Os alunos que assistem às aulas pelo aplicativo, como é o caso da aluna, dispõem de um chat para depositar suas dúvidas sobre o conteúdo. Porém, vários estudantes dizem ser um método ineficaz, pois devido à existência de milhares de pessoas conectadas cria-se uma grande bagunça: muitos dos comentários não são questionamentos e as reais dúvidas não são lidas pelo professor que ministra a aula. Portanto, após o fim da aula muitos alunos permanecem confusos e cheios de incertezas sobre a matéria.
Visão Pedagógica
Em entrevista ao site UOL, Lucia Delagnello, diretora-presidente do CIEB (Centro de Inovação para a Educação Brasileira) disse que a maioria das secretarias estaduais de ensino do país não tem plataforma nem metodologia estabelecida para oferecer aulas remotas. A situação descrita por Delagnello é comprovada pela pedagoga Renata Bonifácio: “acredito que este método virtual não tenha eficácia, tanto no setor infantil, que é o setor que faço parte, tanto quanto no ensino fundamental e médio. É um processo que causa angústia não só no aluno, mas também nos professores e na equipe de gestão”, afirma Renata.

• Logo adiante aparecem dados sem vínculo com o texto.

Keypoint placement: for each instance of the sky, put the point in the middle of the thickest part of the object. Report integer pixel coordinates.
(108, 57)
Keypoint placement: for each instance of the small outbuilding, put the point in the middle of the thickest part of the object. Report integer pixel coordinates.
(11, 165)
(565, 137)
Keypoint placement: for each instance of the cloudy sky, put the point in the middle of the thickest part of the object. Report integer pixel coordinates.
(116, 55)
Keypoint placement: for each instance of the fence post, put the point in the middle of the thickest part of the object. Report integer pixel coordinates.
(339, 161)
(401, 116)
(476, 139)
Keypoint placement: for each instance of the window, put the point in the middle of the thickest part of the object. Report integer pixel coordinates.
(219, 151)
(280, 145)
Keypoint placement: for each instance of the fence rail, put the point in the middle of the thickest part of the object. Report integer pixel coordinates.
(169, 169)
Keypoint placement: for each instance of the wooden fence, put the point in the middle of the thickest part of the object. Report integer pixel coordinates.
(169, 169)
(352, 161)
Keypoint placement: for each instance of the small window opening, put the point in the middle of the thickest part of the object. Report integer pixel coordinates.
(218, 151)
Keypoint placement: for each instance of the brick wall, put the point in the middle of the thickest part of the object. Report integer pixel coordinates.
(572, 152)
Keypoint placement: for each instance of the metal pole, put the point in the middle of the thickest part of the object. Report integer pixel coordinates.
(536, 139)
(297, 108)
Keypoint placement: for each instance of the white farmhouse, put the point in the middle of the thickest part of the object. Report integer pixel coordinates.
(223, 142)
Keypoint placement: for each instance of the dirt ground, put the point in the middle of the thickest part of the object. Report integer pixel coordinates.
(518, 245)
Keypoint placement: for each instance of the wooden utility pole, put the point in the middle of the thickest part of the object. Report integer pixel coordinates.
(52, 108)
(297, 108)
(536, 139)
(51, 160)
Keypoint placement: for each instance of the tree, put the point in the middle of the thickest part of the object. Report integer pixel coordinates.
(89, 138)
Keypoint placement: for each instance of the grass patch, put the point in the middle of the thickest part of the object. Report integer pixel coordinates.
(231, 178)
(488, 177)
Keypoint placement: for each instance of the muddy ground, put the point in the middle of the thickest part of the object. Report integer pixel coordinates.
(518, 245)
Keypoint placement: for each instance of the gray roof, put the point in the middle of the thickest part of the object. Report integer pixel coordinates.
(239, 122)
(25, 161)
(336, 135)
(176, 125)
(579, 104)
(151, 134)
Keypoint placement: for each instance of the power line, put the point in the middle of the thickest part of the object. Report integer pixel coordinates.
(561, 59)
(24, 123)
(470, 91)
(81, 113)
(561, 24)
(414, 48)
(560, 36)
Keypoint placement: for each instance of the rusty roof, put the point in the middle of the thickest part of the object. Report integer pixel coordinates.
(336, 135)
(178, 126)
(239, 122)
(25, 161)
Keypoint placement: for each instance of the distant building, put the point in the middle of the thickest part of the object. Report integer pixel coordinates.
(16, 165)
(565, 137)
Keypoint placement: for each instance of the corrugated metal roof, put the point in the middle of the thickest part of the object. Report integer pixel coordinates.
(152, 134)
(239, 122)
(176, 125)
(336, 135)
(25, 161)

A pedagoga levanta a questão da desigualdade social como o maior impacto desse cenário de educação à distância, para ela a possibilidade da continuidade do ensino em casa depende da estrutura em que a família do aluno está inserida. “Os estudantes das escolas particulares têm o hábito de trabalhar em plataformas de sistema online, cada um tem o seu notebook em casa com rede de internet. É um contexto diferente dos alunos da educação pública, esses têm dois, três irmãos e apenas um computador em casa, ou quando tem. É complicado. Eu acredito que a desigualdade vai disparar se aprovações forem concedidas a alunos que não puderam aproveitar o ano letivo. Deve ser repensada a necessidade do prosseguimento dos 200 dias letivos”.
Muitos especialistas do campo educacional, tais como o educador Mozart Neves Ramos, afirmam que as escolas da rede pública apresentam modelos arcaicos, especificamente, modelos do século XIX, segundo a tese do escritor. Essa ideia se verifica na fala de Renata: “Infelizmente, nós não estamos preparados para a educação à distância, somos ainda acostumados com giz, lousa e professor falando, é isso que tem funcionado efetivamente na sala de aula”.